Proprio poiché nel giro di due anni le due maggiori banche italiane hanno venduto appena poco più del 10% di Palazzo Koch, è difficile pensare che da qui alla fine dell’anno riescano a scendere al 3% a testa. Messe tutte insieme, e quindi considerando anche quelle di Generali e Carige, come scrive il Messaggero del 22 ottobre, le quote oltre il limite superano abbondantemente il 40%, per un valore di quasi 3,4 miliardi. Una cifra che, è il timore del senatore del Gruppo misto, Giuseppe Vacciano, potrebbe anche essere sborsata dalla Banca d’Italia stessa. Sì, perché la legge del 2014 prevede altresì che, in mancanza di altri compratori, Bankitalia rilevi, sia pure in via transitoria, le quote eccedenti il 3 per cento.

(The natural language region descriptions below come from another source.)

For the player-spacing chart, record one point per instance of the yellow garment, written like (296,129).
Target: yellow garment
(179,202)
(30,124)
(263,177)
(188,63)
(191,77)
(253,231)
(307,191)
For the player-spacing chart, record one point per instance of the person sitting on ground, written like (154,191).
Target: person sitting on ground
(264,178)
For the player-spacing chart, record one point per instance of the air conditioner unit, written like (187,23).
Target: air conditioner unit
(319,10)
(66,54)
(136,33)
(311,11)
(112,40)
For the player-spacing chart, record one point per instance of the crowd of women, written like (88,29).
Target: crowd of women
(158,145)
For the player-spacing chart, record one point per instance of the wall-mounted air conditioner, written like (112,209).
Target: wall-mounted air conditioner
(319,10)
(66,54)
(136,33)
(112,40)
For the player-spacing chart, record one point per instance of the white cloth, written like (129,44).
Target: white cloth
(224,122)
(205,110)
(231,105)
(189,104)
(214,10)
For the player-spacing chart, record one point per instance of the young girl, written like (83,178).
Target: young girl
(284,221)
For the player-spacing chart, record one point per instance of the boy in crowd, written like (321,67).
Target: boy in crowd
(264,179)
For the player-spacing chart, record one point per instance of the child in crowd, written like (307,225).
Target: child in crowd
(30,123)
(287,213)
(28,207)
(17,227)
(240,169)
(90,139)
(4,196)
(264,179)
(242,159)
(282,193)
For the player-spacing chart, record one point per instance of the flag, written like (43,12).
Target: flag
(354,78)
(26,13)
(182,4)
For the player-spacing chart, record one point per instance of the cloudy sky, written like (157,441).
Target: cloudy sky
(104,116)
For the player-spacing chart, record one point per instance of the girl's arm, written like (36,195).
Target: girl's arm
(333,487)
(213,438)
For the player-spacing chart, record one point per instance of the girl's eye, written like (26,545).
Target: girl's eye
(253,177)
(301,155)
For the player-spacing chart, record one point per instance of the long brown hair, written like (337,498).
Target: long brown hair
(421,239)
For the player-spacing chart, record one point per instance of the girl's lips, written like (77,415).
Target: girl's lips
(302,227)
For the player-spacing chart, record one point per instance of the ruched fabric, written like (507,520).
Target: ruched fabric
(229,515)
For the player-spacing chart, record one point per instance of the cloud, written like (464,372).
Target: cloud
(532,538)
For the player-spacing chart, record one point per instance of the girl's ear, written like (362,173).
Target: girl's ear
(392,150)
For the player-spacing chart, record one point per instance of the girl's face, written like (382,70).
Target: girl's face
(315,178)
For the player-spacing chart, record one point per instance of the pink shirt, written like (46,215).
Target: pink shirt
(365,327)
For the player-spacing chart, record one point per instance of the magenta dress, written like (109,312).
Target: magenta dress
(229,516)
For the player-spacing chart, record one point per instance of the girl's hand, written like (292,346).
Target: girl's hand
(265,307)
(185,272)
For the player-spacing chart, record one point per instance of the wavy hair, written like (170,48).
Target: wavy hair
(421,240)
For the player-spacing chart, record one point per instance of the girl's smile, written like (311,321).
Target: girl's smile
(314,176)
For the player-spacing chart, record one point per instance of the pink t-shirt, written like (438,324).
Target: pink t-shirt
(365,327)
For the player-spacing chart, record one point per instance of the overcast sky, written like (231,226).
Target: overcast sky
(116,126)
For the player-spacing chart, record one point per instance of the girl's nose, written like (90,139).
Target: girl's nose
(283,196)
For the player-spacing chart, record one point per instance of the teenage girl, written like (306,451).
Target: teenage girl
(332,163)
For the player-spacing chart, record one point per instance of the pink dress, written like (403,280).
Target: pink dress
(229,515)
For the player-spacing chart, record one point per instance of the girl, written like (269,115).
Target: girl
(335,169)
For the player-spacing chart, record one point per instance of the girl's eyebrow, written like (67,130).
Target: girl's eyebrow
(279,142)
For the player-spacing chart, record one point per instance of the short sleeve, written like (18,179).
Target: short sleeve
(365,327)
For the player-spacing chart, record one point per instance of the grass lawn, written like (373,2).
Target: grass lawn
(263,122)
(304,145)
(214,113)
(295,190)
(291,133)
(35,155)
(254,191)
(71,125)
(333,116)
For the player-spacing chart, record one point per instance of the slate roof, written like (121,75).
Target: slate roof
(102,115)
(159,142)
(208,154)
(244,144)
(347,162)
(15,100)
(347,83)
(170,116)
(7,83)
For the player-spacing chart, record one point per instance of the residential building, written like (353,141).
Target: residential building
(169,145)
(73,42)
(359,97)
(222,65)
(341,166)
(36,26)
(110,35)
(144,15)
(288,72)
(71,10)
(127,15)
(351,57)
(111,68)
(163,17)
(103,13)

Non si tratta di un obbligo per Palazzo Koch ma è un’eventualità da contemplare. A detta del senatore, si tratterebbe di “una sorta di finanziamento indiretto se Bankitalia deciderà di riacquistare oltre il 40% delle sue quote, percentuale ben diversa da quanto l’istituto stesso prospettava nel 2014”. Se Palazzo Koch comprasse dai suoi soci le quote, non solo diventerebbe azionista di se stesso, ma rischierebbe di concretizzarsi quel tanto temuto regalo alle banche paventato nel 2014. Regalo che, oggi a differenza del 2014, sarebbe a fronte, per esempio, degli impegni profusi da Intesa e Unicredit nell’ambito del salvataggio delle quattro banche Etruria, Marche, Carife e Carichieti e del finanziamento del fondo Atlante. Secondo Massimo Mucchetti, che lo scrive nel proprio blog nel maggio del 2015 , se “la Banca d’Italia rileva le quote invendute e se le tiene per ricollocarle, sarebbe proprio quell’acquisto di azioni proprie che il Governo ha sempre negato fosse la conclusione del percorso”. Per Mucchetti si tratterebbe di “una conclusione imbarazzante per due ragioni: a) allora era proprio vero che la rivalutazione monetaria delle quote serviva per sostenere due banche e, attraverso il prelievo fiscale connesso, per pagare la cancellazione dell’Imu, avvalorando il sospetto di un aiuto di Stato; b) rilevando le quote, la Banca d’Italia si troverebbe in posizione di autocontrollo, e dunque se ne dovrebbe rivedere la governance”.

LE ALTRE POSSIBILITÀ

In caso di mancata vendita, la parte delle quote eccedente il 3% sarà sterilizzata del diritto di voto e del dividendo. Se si considera che sul bilancio del 2015 Bankitalia ha distribuito agli azionisti una cedola complessiva di 340 milioni (119 dei quali sono andati solo a Intesa), si capisce perché le banche non saranno per nulla felici del dividendo congelato, perciò si può ipotizzare che faranno il possibile per scongiurare questa possibilità. Secondo il Messaggero esiste anche una terza eventualità: la proroga per legge dello status quo, consentendo ai soci di percepire il dividendo su tutta la partecipazione e in attesa di condizioni di mercato migliori, che consentano davvero di sviluppare quel mercato delle quote di Bankitalia che al momento ancora non si è visto.